The simplest tokenization scheme is to feed each character individually to the model. In Python, str objects are really arrays under the hood, which allows us to quickly implement character-level tokenization with just one line of code

In [1]:
text = "Tokenizing text is a core task of NLP."
tokenized_text = list(text)
print(tokenized_text)

['T', 'o', 'k', 'e', 'n', 'i', 'z', 'i', 'n', 'g', ' ', 't', 'e', 'x', 't', ' ', 'i', 's', ' ', 'a', ' ', 'c', 'o', 'r', 'e', ' ', 't', 'a', 's', 'k', ' ', 'o', 'f', ' ', 'N', 'L', 'P', '.']

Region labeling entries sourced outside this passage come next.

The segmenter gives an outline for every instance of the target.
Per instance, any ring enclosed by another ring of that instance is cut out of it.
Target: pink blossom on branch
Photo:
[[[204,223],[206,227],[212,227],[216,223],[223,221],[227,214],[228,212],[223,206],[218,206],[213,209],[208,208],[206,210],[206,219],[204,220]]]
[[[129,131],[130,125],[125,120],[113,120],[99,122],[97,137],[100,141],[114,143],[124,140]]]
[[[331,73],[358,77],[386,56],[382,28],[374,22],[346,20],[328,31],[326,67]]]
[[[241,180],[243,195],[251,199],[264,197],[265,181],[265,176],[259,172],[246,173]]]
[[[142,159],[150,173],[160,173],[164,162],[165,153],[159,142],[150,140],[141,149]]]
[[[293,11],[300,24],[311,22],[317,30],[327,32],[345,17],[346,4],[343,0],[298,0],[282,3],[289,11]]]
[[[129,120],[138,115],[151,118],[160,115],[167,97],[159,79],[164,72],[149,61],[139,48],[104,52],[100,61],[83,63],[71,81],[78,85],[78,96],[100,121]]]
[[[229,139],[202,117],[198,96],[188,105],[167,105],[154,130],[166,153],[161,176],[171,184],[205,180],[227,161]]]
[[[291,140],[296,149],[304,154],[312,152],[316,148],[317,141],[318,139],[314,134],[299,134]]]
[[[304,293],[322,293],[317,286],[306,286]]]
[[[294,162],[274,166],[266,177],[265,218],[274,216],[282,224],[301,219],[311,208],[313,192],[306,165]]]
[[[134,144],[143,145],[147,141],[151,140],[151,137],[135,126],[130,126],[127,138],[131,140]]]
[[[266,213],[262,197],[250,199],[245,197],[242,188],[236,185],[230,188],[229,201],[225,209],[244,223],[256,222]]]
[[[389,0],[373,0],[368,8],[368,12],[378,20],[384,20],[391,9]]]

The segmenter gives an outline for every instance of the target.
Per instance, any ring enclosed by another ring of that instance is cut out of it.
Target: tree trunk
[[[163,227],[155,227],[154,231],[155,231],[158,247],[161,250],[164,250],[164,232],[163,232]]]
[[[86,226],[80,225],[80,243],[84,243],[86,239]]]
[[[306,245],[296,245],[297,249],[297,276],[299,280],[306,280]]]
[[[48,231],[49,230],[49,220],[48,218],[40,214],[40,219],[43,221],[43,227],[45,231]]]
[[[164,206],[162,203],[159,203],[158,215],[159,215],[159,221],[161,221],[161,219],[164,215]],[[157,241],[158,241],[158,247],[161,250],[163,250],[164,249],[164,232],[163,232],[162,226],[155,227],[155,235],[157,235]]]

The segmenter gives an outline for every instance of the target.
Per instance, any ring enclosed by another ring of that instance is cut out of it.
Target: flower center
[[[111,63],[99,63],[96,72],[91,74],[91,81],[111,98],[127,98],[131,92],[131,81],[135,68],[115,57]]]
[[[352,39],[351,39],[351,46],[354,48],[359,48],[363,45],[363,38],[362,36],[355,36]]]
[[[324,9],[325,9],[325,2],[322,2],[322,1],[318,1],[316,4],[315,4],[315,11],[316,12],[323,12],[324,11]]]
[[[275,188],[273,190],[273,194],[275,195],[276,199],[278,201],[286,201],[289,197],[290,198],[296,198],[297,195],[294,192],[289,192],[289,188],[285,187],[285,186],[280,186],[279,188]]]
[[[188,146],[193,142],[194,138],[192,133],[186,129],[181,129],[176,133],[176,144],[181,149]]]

# **The next step is: numericalization**

Our model expects each character to be converted to an integer, a process sometimes called numericalization. One simple way to do this is by encoding each unique token (which are characters in this case) with a unique integer

In [2]:
token2idx = {ch: idx for idx, ch in enumerate(sorted(set(tokenized_text)))}
print(token2idx)

{' ': 0, '.': 1, 'L': 2, 'N': 3, 'P': 4, 'T': 5, 'a': 6, 'c': 7, 'e': 8, 'f': 9, 'g': 10, 'i': 11, 'k': 12, 'n': 13, 'o': 14, 'r': 15, 's': 16, 't': 17, 'x': 18, 'z': 19}


This gives us a mapping from each character in our vocabulary to a unique integer. We can now use token2idx to transform the tokenized text to a list of integers:

In [3]:
input_ids = [token2idx[token] for token in tokenized_text]
print(input_ids)

[5, 14, 12, 8, 13, 11, 19, 11, 13, 10, 0, 17, 8, 18, 17, 0, 11, 16, 0, 6, 0, 7, 14, 15, 8, 0, 17, 6, 16, 12, 0, 14, 9, 0, 3, 2, 4, 1]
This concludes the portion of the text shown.